No geral, o estudo encontrou pouca diferença entre a eficácia dos dois métodos de reavaliação – ambos tiveram um impacto positivo marcante. O relatório conclui que 'ambas as abordagens diminuíram significativamente as respostas emocionais negativas e aumentaram significativamente as respostas emocionais positivas em todas as medidas de resultados primários.'”

É importante ressaltar que eles também descobriram que a melhora na resposta emocional à pandemia não reduziu as intenções dos indivíduos de praticar comportamentos preventivos de saúde. Uma expectativa era que a melhora das emoções sobre a pandemia pudesse encorajar as pessoas a baixarem a guarda sobre a prevenção. Os dados não confirmaram essa preocupação.
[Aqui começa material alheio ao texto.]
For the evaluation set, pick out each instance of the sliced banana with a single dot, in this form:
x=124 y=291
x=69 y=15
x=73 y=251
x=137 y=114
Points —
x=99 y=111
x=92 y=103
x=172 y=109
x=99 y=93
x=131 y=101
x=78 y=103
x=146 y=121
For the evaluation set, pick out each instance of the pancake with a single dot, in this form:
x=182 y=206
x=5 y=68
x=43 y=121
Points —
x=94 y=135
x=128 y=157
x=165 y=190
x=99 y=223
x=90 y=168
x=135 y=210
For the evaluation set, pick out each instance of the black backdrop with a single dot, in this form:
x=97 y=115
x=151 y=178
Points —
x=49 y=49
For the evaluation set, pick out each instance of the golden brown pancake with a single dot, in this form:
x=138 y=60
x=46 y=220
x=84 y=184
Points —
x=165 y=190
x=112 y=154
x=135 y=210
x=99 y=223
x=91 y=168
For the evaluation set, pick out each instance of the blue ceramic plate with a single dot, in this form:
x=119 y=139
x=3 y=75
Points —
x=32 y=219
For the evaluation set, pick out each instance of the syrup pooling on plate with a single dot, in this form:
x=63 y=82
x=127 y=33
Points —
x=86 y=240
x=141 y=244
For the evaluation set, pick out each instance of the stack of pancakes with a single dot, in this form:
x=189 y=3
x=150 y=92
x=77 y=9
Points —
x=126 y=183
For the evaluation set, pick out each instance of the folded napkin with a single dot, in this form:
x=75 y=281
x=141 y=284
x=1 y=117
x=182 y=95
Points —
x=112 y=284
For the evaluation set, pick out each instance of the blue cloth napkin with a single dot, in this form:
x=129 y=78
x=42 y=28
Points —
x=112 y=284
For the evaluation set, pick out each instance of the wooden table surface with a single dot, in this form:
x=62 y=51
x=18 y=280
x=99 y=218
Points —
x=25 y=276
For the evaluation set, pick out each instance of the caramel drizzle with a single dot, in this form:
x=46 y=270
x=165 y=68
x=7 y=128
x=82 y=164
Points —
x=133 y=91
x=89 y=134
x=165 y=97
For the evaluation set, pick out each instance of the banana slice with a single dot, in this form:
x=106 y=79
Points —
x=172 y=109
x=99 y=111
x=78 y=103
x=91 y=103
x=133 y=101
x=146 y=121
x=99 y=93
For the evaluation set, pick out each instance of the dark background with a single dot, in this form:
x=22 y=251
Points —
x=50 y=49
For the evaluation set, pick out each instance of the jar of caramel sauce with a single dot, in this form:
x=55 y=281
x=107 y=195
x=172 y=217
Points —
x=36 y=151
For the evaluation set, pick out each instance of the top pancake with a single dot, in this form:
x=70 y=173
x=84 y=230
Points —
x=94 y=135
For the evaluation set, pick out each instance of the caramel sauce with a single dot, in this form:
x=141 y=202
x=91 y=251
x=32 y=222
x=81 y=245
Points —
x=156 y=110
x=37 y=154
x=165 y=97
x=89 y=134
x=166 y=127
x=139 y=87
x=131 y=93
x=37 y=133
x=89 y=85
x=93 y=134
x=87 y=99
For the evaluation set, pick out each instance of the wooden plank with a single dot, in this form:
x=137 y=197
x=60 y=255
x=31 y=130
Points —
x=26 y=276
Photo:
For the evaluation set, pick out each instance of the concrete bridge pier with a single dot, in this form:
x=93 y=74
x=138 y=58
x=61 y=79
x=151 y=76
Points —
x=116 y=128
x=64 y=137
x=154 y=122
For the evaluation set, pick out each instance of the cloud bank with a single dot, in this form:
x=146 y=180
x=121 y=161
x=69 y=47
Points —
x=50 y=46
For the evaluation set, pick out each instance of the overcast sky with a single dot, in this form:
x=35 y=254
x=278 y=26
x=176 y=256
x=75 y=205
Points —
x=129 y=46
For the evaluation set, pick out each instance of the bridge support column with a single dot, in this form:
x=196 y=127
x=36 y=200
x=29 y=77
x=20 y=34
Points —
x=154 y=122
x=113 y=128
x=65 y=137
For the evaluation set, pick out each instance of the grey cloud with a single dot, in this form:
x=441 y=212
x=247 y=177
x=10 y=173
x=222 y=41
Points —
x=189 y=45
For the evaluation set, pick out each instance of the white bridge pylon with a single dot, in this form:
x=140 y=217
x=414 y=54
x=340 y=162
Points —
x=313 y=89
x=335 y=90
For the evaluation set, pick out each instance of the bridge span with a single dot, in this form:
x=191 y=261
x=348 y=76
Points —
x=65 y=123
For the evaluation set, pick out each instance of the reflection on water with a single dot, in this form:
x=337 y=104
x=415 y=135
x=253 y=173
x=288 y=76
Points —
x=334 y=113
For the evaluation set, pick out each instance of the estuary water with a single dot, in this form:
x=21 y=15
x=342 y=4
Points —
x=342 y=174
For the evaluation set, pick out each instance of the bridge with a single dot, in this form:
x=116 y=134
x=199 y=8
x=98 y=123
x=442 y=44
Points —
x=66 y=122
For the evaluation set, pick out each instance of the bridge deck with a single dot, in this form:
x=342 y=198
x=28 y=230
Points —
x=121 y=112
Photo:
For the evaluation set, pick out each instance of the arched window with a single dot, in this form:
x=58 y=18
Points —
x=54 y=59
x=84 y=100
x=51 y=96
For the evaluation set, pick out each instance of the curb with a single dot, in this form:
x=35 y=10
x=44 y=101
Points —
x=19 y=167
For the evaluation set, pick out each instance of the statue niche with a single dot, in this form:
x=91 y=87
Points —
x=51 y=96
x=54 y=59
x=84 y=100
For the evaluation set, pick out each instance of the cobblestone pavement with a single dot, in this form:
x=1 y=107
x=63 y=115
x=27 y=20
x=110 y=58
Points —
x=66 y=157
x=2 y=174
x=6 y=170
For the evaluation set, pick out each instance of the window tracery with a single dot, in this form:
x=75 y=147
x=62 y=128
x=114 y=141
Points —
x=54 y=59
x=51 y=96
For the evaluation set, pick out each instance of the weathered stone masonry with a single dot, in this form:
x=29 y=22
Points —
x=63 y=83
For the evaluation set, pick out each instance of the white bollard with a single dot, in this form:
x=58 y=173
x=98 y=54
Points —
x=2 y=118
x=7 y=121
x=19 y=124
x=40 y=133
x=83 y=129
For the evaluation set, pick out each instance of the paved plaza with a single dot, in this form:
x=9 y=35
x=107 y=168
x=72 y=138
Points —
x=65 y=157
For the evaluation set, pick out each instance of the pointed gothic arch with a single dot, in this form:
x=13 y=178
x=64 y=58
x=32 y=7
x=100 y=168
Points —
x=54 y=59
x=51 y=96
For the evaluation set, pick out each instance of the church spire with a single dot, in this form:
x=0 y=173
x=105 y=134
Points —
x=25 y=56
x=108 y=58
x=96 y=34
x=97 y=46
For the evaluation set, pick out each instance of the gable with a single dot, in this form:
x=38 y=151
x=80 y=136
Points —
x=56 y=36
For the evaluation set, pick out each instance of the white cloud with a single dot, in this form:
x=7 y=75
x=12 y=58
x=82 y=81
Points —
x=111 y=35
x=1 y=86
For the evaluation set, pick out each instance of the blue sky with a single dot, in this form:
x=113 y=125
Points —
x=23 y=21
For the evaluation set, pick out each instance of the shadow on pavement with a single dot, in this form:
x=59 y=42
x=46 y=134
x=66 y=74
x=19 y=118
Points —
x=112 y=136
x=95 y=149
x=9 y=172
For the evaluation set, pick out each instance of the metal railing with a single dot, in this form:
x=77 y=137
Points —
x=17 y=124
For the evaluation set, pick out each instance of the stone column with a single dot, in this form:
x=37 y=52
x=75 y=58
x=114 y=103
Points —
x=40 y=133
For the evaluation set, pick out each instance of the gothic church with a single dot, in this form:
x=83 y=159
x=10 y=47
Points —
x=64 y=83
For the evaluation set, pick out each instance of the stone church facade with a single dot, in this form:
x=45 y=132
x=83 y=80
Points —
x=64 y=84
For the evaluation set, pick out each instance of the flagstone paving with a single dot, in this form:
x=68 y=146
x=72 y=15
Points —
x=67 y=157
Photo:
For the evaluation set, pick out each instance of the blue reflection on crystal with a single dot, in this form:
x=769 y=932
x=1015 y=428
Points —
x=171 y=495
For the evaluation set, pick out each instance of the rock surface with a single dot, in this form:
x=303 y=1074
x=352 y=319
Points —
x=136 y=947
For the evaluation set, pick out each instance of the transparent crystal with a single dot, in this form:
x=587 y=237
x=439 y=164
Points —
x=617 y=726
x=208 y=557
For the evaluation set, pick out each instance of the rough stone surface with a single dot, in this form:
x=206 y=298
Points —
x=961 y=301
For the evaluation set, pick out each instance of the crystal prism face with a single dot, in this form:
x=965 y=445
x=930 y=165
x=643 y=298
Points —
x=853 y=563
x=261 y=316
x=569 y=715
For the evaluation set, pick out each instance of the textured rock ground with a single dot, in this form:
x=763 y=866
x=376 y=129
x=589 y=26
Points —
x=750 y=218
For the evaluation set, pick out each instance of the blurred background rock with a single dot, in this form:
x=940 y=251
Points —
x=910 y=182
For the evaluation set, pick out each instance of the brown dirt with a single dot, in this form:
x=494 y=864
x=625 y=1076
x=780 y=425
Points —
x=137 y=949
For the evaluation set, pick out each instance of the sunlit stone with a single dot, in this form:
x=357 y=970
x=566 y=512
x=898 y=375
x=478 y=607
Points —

Para os que estudam as ciências do comportamento, a análise do estudo das duas formas de reavaliação oferece insights matizados sobre essas intervenções específicas. Mas, para os formuladores de políticas, a principal lição é a conclusão mais ampla de que as intervenções de reavaliação funcionam – e vale a pena investir onde a resiliência é importante para o bem-estar público.

Para todos aqueles que procuram ajudar outras pessoas a responder a eventos emocionalmente angustiantes com resiliência, o estudo fornece estratégias claras, de baixo custo e escalonáveis. Em vez de confiar na intuição ou em evidências anedóticas, os líderes da saúde pública agora podem confiar em dados concretos de muitos países que documentam que a reavaliação aumenta a melhoria na resiliência emocional.

“Trabalhadores essenciais, enfermeiras e médicos, estudantes, pacientes e muitas outras populações, cujo trabalho e vida são altamente afetados pela pandemia, poderiam se beneficiar de intervenções de reavaliação”, escreveram os autores. “Como essas intervenções são baratas, breves e escalonáveis, elas poderiam ser implementadas por meio de uma variedade de mecanismos de comunicação, como campanhas publicitárias, palestras, cursos, aplicativos e jogos para celular”, completaram.